Moneybox

Donald Trump Unveils His Plan to Make Mexico Pay for a Big, Beautiful Border Wall

Daaaaaamn, Donald, back at it again with the white men.

Ralph Freso/Getty Images

Having previously tried and failed to convincingly explain how he would achieve his signature campaign promise of forcing Mexico to pay for a wall along the U.S. border, Donald Trump has unveiled a newly detailed, three-day plan to bend our southern neighbor to his whims. As the Washington Post’s Robert Costa and Bob Woodward (!?) report, the Republican front-runner says that he will threaten to block billions of dollars of remittance payments to Mexico using a creative rewriting of U.S. Patriot Act regulations—unless the country consents to his demands.

This mostly seems like an effort to arrest Trump’s recent campaign skid by returning the conversation to his comfort zone—xenophobic rage. Nonetheless, we shall address the merits. Trump’s is not an especially impressive plan. Mostly, it gives me some hope that even if the man does truly have authoritarian impulses, he may lack the sufficient creativity and ruthlessness to be a successful political strongman. (Not that I’d really want to find out.)  

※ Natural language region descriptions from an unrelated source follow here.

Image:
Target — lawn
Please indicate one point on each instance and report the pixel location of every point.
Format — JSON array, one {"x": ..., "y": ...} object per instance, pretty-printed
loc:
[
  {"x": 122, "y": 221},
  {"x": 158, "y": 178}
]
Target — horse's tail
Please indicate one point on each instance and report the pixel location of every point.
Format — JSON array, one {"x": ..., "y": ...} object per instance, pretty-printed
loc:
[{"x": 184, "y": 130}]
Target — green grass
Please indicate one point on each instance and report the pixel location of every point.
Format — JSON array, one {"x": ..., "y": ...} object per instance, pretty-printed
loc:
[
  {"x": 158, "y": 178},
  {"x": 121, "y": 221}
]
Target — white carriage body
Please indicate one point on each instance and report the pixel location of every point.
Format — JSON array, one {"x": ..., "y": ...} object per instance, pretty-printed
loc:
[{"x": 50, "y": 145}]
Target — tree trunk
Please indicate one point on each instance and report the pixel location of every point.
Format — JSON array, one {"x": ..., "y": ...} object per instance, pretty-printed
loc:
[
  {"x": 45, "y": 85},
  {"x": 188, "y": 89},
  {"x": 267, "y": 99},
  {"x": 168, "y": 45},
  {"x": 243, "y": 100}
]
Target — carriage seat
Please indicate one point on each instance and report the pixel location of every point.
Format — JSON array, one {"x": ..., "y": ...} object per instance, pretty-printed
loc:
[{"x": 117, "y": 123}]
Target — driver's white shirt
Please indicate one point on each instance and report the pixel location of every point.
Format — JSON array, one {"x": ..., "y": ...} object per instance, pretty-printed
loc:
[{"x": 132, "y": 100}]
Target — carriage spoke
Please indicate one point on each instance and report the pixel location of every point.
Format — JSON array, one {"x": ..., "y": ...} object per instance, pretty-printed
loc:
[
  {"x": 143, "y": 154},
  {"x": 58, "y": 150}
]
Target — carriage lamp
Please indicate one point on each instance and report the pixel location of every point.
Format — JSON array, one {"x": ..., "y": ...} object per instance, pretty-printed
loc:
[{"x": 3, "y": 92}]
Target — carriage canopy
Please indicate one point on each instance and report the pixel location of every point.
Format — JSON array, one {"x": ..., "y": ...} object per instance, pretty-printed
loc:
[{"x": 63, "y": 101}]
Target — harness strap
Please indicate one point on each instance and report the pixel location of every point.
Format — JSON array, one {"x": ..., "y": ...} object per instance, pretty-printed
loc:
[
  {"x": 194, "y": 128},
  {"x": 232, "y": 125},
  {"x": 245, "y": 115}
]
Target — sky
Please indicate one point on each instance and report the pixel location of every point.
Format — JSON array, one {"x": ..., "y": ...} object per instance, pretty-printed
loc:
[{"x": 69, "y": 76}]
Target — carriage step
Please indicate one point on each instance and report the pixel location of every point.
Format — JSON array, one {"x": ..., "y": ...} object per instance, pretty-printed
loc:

Last year, Mexican emigrants around the globe sent about $25 billion worth of remittance payments back home, providing a crucial infusion of cash into the country’s poorer regions. Trump has fixated on those funds as a pressure point he can exploit in order to force Mexico to pay for his wall. But he’s been nebulous on the specifics. In August, for instance, he said he would “impound all remittance payments derived from illegal wages” without offering the slightest clue as to how he would do so. Through what mystical means would he divine which remittances were on the up and up and which were not? Shrug.

Now Trump is offering a slightly different, slightly more fleshed-out plan. It hinges on revamping, or threatening to revamp, the Patriot Act’s “know your customer” rules, otherwise known as Section 326, which basically require banks and other financial institutions to ask for a reasonable amount of identification from the people who walk in their doors before letting them open an account. Currently, these regulations explicitly exclude wire transfers from companies like Western Union. That’s where Trump’s three-day plan comes into play.

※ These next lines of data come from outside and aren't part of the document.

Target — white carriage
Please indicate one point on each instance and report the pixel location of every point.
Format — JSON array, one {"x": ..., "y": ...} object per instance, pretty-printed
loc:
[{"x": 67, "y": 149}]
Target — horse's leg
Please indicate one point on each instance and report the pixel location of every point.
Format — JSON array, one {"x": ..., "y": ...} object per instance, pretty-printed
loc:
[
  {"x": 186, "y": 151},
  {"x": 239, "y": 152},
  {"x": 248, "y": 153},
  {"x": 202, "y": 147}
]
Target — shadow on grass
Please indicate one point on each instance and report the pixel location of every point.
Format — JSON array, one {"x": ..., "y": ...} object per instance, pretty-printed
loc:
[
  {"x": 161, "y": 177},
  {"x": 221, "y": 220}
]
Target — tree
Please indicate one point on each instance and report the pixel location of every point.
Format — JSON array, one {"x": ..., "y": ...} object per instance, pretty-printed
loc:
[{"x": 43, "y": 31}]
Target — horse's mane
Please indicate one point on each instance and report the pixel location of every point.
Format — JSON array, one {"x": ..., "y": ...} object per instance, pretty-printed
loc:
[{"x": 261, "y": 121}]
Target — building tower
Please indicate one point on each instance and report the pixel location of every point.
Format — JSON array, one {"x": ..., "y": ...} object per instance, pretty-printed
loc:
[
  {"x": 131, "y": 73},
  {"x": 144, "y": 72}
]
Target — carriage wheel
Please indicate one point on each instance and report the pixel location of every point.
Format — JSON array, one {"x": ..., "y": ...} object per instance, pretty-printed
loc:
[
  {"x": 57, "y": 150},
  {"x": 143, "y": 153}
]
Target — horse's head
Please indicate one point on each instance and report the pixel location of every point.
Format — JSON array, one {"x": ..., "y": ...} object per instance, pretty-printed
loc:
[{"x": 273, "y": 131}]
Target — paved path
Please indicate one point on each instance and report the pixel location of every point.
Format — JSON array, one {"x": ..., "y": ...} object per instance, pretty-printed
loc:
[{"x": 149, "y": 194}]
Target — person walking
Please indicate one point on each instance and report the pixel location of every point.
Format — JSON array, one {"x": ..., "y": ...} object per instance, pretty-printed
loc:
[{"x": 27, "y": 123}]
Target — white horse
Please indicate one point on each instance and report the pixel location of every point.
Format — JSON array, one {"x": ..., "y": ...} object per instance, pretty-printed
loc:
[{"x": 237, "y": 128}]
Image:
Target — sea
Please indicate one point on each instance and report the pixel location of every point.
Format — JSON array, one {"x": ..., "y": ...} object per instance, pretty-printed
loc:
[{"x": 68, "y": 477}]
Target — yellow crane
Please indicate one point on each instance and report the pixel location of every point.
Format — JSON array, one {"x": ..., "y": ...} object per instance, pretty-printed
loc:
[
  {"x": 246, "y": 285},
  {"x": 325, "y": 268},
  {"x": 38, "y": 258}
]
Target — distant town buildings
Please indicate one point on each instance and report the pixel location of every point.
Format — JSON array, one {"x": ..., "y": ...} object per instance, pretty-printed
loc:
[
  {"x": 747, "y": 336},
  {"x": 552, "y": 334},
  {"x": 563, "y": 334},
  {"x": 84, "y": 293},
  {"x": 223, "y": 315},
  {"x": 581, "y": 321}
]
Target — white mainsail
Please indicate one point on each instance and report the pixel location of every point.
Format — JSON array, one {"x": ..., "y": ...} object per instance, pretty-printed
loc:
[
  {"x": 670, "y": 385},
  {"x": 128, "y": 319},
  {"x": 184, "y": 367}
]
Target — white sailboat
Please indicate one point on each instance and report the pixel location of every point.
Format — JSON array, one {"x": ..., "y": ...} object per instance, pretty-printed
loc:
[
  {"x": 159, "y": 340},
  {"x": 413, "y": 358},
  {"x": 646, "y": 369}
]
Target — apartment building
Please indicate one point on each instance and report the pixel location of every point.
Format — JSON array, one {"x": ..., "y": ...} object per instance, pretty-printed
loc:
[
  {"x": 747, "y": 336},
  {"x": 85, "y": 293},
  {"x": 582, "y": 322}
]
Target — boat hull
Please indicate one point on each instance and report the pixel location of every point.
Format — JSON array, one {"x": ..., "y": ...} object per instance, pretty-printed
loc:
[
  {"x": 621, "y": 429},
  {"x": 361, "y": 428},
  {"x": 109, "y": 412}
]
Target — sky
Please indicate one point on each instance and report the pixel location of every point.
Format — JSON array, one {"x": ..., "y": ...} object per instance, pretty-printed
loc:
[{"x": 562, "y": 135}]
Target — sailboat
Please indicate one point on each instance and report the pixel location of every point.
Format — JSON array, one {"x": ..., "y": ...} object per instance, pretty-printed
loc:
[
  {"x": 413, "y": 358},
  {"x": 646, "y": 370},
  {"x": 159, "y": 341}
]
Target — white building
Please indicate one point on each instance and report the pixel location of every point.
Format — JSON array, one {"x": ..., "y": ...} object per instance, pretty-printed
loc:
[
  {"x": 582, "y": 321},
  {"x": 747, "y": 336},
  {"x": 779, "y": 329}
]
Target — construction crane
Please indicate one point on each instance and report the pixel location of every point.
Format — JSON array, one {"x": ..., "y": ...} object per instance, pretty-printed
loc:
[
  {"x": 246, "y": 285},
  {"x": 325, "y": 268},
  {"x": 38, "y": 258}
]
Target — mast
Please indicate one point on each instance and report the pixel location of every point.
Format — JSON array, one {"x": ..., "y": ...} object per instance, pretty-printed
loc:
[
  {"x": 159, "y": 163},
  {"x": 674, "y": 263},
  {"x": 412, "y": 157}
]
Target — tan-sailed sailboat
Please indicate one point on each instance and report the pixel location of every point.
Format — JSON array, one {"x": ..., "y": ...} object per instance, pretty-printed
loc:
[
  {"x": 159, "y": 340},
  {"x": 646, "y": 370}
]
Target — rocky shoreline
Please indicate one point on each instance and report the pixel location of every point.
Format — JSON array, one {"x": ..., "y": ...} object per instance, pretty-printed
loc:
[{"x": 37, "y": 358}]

Day 1: Trump would direct his administration to propose a rewrite of the current regs so that they cover wire transfers, thereby blocking undocumented Mexicans living in the U.S. from sending remittances.

Day 2: Mexico “will immediately protest.”

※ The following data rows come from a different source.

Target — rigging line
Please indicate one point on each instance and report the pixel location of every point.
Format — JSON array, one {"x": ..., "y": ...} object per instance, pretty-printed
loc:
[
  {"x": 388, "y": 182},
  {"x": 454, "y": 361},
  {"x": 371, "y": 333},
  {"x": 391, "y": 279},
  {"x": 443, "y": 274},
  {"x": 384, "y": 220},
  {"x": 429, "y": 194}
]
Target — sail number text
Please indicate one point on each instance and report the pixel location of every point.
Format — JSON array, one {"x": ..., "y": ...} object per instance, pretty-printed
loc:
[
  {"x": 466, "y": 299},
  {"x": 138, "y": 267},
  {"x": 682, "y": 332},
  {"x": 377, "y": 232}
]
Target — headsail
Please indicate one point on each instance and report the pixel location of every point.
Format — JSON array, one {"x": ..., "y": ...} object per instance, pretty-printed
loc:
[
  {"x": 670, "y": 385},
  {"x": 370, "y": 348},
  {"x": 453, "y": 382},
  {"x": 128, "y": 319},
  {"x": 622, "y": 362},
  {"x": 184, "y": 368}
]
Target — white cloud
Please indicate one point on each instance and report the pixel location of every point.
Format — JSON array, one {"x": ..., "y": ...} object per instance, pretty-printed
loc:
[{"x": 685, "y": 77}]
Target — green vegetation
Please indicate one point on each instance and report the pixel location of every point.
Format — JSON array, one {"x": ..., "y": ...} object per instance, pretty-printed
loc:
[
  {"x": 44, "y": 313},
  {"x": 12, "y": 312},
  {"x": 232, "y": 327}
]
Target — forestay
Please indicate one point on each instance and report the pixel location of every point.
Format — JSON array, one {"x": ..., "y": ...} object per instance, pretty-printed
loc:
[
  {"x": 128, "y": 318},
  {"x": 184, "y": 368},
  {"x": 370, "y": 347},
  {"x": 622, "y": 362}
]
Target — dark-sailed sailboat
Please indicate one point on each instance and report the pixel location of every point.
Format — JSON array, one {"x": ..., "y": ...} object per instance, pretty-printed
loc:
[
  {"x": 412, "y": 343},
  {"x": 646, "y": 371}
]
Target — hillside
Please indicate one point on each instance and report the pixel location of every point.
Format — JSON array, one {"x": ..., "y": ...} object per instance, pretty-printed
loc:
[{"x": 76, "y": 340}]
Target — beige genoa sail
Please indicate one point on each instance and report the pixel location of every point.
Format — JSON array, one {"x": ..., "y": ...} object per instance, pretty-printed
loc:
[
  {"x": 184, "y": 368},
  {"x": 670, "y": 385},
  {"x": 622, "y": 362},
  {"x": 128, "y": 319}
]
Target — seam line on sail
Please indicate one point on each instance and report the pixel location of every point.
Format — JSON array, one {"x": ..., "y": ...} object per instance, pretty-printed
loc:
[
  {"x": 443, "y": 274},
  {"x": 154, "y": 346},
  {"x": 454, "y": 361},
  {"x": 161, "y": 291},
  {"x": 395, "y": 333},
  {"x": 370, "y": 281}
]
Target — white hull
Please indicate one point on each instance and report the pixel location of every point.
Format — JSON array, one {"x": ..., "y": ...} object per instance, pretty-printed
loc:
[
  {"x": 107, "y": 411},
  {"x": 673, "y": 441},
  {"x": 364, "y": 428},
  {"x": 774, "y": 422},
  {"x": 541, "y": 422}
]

Day 3: Trump will make them an offer they can’t refuse: Pony up a several billion to cover the wall, and the White House won’t follow through and implement the final regulation.

Suffice to say, this is not how the painstaking process of federal rulemaking typically works. And unsurprisingly, Woodward and Costa very kindly called up some legal analysts who soberly explained that Trump’s plan would “surely be litigated,” since it would involve “a large expansion” of banking regulations beyond the actual words of the Patriot Act. A blunter way of putting it: Western Union would probably sue the pants off the Trump administration and lock this issue up in court for years, if not derail it entirely. Section 326 states that the “Treasury shall prescribe regulations setting forth the minimum standards for financial institutions and their customers regarding the identity of the customer that shall apply in connection with the opening of an account at a financial institution.” (Italics mine.) It would not be hard to make a colorable legal claim that, when Congress wrote account, they were talking about things like brokerage and bank accounts, not one-off transactions like sending your grandmother in Oaxaca a birthday gift. 

Even if it could pass legal muster, it’s also not clear whether Trump’s regulatory scheme poses that much of a threat to Mexico. After all, “undocumented” immigrants often have fake documentation, such as stolen Social Security numbers and forged ID cards, precisely so they can work and send money back home.

But we probably shouldn’t chase the man too far down this rabbit hole. Should Trump become president, he’s somehow going to try and stop immigrants from sending money back to their families, unless Mexico cries uncle. In turn, I expect former Mexican President Vicente Fox will continue to speak for his nation.